WTF?
WTF indeed! We stand for Films, Tunes, and Whatever else we feel like (not necessarily in order!) Professor Nonsense heads the 'Whatever' department, posting ramblings ranging from the decrepit, to the offbeat, to the just plain absurd! The mysterious Randor takes helm of the 'Tunes' front, detailing the various melodic messages he gets in earfuls. Weekly recommendations and various musings follow his shadows. Finally, our veteran movie critic, Lt Archie Hicox, commands the 'Film' battlefield, giving war-weathered reviews on flicks the way he sees them. Through the eyes of a well-versed renegade, he stands down for no man! Together we are (W)hatever(T)unes(F)ilms!
Feel free to comment with your ideas, qualms, and responses, or e-mail them to RandorWTF@Hotmail.com!
Feb 8, 2010
Review: "In the Loop" 2/8/10
All in all, it seems as though the trailer for this BBC-backed production was trying to emulate the late/great Kubrick, with zany mismatched bits of dialogue building up to a parade of non-sequiturs set to the tune of the William Tell overture. Indeed, the entire movie seems as though it were trying to impress the memory of such films as “Dr. Strangelove” upon us, vying for a spot up there with the resting virtuoso by waving it’s arms high up in the air as it screams “Hey, you! That’s right, you! Look at us, ya wanker!” Though its ambition and sophistication might be lauded, its execution and rhetoric should not be.
The style is something out of Ricky Gervais’s “Office” and the subject matter generally revolves around the hapless bumbling(s) of the Minister of International Development Simon Foster (though you might know him as Lord Cutler Beckett from the “Pirates of the Caribbean” franchise). So when the bad juju hits for the Prime Minister's PR department regarding a fumbled sound bite regarding a possible upcoming war in the Middle East, Foster and his closest associates unwittingly get themselves tangled up in the international agendas of euphemistic war committees, political animals and an unruly local constituency, not to mention a mob of brown-nosers for a bit of color.
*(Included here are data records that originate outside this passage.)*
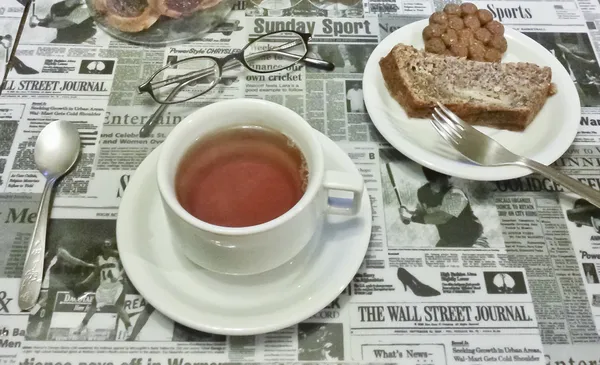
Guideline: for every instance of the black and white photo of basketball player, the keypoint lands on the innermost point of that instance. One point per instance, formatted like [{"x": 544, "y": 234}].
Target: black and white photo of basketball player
[
  {"x": 60, "y": 22},
  {"x": 424, "y": 208},
  {"x": 320, "y": 342},
  {"x": 110, "y": 291},
  {"x": 82, "y": 260},
  {"x": 575, "y": 53},
  {"x": 355, "y": 101},
  {"x": 591, "y": 275},
  {"x": 505, "y": 282},
  {"x": 358, "y": 55}
]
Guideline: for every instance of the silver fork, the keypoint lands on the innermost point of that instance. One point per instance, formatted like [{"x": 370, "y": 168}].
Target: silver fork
[{"x": 485, "y": 151}]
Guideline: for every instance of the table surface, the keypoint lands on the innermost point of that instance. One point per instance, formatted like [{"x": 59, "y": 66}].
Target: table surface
[{"x": 492, "y": 272}]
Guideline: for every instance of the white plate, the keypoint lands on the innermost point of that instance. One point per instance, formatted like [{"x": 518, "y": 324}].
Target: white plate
[
  {"x": 234, "y": 305},
  {"x": 545, "y": 139}
]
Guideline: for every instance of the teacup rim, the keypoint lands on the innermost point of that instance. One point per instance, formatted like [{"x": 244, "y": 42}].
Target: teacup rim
[{"x": 314, "y": 184}]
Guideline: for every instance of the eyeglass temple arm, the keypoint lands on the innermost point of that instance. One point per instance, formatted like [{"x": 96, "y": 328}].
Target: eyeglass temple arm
[{"x": 312, "y": 62}]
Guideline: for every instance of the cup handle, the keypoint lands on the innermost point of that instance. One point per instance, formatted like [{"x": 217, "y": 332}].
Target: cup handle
[{"x": 343, "y": 181}]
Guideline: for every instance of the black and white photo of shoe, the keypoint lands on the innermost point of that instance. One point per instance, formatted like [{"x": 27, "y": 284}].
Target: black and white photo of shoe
[{"x": 417, "y": 287}]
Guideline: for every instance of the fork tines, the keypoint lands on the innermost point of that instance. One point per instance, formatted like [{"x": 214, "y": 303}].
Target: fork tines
[{"x": 447, "y": 124}]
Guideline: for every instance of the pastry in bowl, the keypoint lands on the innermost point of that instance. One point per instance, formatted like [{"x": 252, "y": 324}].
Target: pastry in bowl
[
  {"x": 127, "y": 15},
  {"x": 465, "y": 31}
]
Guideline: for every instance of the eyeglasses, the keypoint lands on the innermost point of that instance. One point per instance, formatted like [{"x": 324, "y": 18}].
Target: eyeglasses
[{"x": 195, "y": 76}]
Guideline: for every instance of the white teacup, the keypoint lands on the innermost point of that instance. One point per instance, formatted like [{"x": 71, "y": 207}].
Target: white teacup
[{"x": 259, "y": 248}]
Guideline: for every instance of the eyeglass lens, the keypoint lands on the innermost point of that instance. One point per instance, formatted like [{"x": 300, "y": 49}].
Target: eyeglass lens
[
  {"x": 185, "y": 79},
  {"x": 275, "y": 52}
]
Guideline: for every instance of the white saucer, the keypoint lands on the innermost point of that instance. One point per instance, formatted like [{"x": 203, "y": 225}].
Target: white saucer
[
  {"x": 236, "y": 305},
  {"x": 545, "y": 139}
]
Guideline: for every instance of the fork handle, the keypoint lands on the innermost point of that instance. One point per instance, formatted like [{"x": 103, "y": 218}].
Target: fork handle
[{"x": 586, "y": 192}]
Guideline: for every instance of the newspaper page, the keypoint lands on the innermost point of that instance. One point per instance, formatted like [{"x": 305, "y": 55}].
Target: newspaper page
[{"x": 457, "y": 272}]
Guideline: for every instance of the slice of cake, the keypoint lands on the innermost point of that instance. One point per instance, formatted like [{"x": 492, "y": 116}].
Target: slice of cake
[{"x": 499, "y": 95}]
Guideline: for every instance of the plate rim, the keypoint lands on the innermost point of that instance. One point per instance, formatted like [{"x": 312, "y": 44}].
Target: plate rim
[
  {"x": 457, "y": 168},
  {"x": 162, "y": 306}
]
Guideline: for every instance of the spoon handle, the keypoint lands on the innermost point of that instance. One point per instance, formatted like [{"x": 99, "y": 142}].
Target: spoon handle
[{"x": 31, "y": 281}]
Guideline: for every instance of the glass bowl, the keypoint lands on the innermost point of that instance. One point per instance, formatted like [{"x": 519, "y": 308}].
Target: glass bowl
[{"x": 167, "y": 30}]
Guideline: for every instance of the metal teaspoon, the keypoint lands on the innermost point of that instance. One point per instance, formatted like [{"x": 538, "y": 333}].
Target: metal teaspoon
[{"x": 56, "y": 150}]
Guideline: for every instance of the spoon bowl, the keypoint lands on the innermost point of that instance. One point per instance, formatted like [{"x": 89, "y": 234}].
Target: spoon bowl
[{"x": 56, "y": 151}]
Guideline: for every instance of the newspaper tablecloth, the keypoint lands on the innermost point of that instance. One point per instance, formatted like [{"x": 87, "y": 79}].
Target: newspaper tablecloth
[{"x": 520, "y": 285}]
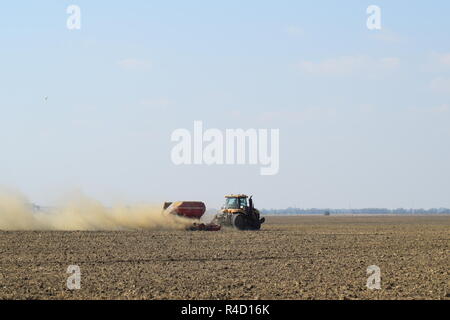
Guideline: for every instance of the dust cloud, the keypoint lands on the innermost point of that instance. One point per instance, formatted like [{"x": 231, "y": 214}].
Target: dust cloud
[{"x": 84, "y": 214}]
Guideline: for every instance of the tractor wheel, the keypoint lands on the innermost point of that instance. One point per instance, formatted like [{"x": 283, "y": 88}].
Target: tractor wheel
[{"x": 239, "y": 222}]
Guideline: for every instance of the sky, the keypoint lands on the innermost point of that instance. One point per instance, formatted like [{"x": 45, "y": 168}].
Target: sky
[{"x": 363, "y": 115}]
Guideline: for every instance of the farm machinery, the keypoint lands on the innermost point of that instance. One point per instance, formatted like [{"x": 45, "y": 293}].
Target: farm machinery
[{"x": 238, "y": 212}]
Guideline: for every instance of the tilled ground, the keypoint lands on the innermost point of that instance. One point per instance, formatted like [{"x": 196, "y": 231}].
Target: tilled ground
[{"x": 298, "y": 257}]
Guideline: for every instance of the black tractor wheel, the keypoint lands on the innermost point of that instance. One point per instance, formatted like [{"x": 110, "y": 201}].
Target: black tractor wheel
[{"x": 239, "y": 222}]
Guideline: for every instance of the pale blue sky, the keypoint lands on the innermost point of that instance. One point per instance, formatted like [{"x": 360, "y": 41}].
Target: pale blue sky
[{"x": 364, "y": 116}]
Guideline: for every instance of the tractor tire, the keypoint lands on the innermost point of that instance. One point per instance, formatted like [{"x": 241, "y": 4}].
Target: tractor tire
[{"x": 239, "y": 222}]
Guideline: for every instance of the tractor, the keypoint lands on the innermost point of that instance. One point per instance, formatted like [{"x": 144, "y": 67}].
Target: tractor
[{"x": 239, "y": 212}]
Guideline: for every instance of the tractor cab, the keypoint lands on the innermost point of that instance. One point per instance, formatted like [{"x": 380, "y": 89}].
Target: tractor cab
[
  {"x": 235, "y": 202},
  {"x": 239, "y": 212}
]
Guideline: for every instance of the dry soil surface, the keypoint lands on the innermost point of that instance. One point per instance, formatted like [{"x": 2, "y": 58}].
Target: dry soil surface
[{"x": 297, "y": 257}]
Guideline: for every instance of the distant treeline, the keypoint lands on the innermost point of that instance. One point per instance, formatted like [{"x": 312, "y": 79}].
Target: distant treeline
[{"x": 356, "y": 211}]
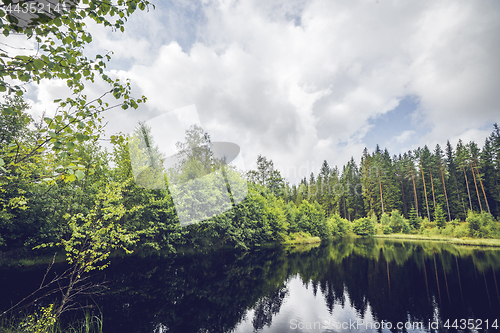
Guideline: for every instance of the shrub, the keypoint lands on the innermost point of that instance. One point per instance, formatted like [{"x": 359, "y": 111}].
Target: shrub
[{"x": 363, "y": 226}]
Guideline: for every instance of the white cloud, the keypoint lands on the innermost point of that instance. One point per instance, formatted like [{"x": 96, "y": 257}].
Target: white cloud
[{"x": 405, "y": 136}]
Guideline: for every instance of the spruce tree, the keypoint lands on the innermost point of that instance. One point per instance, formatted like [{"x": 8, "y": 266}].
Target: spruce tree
[{"x": 439, "y": 216}]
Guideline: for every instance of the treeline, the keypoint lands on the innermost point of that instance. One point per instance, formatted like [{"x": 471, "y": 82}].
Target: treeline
[
  {"x": 456, "y": 180},
  {"x": 47, "y": 196}
]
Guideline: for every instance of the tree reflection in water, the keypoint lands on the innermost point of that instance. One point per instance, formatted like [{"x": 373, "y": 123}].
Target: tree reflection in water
[{"x": 365, "y": 278}]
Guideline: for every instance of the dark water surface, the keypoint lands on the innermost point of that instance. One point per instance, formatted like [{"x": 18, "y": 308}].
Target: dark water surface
[{"x": 365, "y": 285}]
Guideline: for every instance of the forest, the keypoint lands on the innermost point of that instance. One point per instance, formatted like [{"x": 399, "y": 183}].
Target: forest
[{"x": 50, "y": 198}]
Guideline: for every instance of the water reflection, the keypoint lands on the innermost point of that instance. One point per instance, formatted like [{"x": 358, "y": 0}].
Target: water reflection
[{"x": 306, "y": 289}]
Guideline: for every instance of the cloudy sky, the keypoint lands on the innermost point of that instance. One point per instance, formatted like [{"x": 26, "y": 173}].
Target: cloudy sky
[{"x": 304, "y": 81}]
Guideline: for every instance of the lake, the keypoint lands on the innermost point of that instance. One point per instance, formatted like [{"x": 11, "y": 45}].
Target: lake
[{"x": 350, "y": 285}]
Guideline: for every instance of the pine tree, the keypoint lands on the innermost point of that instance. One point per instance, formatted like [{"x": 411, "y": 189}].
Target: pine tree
[{"x": 439, "y": 217}]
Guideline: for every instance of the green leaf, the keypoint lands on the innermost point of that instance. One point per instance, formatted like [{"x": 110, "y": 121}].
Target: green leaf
[{"x": 79, "y": 174}]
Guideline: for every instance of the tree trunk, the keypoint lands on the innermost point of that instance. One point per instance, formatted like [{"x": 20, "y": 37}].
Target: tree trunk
[
  {"x": 381, "y": 198},
  {"x": 414, "y": 191},
  {"x": 404, "y": 200},
  {"x": 467, "y": 184},
  {"x": 425, "y": 191},
  {"x": 485, "y": 198},
  {"x": 432, "y": 186},
  {"x": 477, "y": 191}
]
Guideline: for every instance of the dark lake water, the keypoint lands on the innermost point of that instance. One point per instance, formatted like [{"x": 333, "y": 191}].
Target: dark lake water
[{"x": 364, "y": 285}]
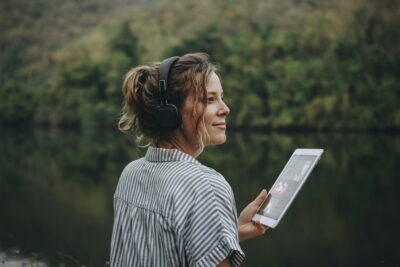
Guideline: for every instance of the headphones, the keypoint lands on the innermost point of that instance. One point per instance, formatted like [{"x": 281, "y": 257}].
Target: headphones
[{"x": 166, "y": 115}]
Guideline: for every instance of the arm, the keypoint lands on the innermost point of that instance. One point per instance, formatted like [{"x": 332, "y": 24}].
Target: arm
[{"x": 247, "y": 228}]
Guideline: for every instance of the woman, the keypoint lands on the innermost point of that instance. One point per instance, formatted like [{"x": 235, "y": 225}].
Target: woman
[{"x": 169, "y": 209}]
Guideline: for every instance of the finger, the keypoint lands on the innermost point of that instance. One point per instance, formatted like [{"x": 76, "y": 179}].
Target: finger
[
  {"x": 261, "y": 197},
  {"x": 260, "y": 226}
]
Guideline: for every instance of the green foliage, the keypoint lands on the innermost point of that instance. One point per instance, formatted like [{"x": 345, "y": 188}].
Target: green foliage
[{"x": 332, "y": 66}]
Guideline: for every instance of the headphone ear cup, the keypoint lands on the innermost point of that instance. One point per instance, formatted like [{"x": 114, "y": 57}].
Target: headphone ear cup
[{"x": 167, "y": 117}]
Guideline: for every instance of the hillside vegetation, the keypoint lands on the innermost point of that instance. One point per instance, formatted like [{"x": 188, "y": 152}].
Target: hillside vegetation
[{"x": 285, "y": 64}]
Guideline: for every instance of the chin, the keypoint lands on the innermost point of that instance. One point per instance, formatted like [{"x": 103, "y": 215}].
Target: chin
[{"x": 217, "y": 140}]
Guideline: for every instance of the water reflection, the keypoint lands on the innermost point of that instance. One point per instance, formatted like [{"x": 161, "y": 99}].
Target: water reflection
[{"x": 56, "y": 190}]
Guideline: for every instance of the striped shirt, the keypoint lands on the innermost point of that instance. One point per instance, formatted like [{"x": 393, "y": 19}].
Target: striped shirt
[{"x": 170, "y": 210}]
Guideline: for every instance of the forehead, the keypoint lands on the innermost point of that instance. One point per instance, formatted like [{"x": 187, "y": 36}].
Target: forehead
[{"x": 214, "y": 84}]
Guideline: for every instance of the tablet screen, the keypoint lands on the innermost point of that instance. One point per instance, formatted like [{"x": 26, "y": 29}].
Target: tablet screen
[{"x": 286, "y": 185}]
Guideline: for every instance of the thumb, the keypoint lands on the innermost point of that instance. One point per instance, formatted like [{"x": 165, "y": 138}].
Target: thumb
[{"x": 260, "y": 198}]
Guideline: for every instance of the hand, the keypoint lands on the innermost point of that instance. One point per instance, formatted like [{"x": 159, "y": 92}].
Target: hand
[{"x": 247, "y": 228}]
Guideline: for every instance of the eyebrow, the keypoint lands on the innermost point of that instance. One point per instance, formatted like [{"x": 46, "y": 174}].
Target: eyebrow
[{"x": 214, "y": 93}]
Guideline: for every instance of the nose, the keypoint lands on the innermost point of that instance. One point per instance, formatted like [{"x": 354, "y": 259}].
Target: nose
[{"x": 224, "y": 109}]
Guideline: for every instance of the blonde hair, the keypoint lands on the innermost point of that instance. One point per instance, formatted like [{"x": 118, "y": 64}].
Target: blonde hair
[{"x": 189, "y": 75}]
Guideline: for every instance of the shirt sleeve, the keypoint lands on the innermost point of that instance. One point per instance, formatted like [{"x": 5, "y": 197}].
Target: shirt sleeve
[{"x": 209, "y": 225}]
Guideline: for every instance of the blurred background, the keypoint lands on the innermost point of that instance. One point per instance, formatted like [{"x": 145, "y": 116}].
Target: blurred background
[{"x": 296, "y": 73}]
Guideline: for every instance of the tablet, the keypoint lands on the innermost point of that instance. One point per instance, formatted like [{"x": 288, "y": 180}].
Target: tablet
[{"x": 286, "y": 187}]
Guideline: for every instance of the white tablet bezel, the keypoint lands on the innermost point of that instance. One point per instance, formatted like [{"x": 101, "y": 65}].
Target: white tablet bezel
[{"x": 272, "y": 223}]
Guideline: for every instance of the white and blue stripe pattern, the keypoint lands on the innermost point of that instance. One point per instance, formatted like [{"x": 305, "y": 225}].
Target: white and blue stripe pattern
[{"x": 170, "y": 210}]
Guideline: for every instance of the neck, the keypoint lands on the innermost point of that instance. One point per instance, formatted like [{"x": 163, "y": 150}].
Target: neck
[{"x": 177, "y": 141}]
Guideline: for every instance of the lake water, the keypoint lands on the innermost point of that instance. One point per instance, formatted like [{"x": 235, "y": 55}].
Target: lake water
[{"x": 56, "y": 193}]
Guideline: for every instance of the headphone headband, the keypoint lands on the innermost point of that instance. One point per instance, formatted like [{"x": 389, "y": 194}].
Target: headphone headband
[{"x": 167, "y": 115}]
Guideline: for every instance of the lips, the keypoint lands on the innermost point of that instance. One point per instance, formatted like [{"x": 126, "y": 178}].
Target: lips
[{"x": 220, "y": 125}]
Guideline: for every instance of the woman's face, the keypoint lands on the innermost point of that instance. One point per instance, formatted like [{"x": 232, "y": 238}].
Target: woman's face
[{"x": 214, "y": 116}]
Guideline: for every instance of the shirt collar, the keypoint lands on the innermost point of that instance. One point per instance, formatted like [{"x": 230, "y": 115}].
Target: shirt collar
[{"x": 157, "y": 154}]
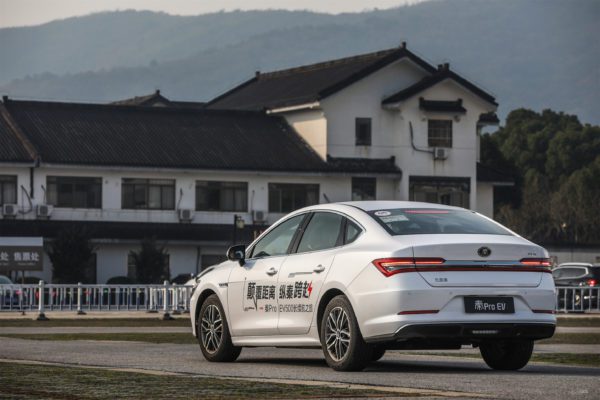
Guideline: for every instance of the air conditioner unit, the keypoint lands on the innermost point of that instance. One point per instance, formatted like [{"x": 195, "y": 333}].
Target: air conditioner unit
[
  {"x": 259, "y": 216},
  {"x": 43, "y": 211},
  {"x": 186, "y": 215},
  {"x": 440, "y": 153},
  {"x": 9, "y": 210}
]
Roughly speaking, the first three fourths of the movie are all well and good, full of fanatically coarse banter and wit, but it gets tired when they go green and start recycling their gags. And that’s when you start really wondering how funny it actually is to see someone screaming profanities for almost two straight hours, wondering how big that vein in the side of Peter Capaldi’s head can actually get. Maybe Robin Williams can pull that sort of thing off but “In the Loop” sadly doesn’t. Or at the very least it fails to sustain my interest up to the finish line. To add insult to injury the final quarter shifts to a sudden undesirable seriousness.
There’s a smug sense of self-satisfaction with the ending and I’m hard-pressed not to just get it out in the open. More than some are bound to agree with what it’s trying to say about our current bureaucratic atmosphere, but there’s a mosquito-like quality to its pessimism that's hard to ignore. Wrapping in an “I told you so” fashion, its bitterness merely masquerades as comedy at the worst of times. As is inescapable with all movies that deal directly in the political arena, filmmakers should be ready to deal with both supremely positive and acutely hostile reactions. Films of a lesser caliber tend to show these weaknesses when they find themselves before a sometimes skeptical public. And when such a movie fails to disguise its own idealism under believable and balanced dramatic garments (because that’s all comedy is at bottom: disguised drama), the finished product looks loose at the seams; and something that should have been sleek, knowing, funny and form-fitting turns out to be nothing more than an over-sized piece of fabric, attesting to the ultimate carelessness on behalf of its designer.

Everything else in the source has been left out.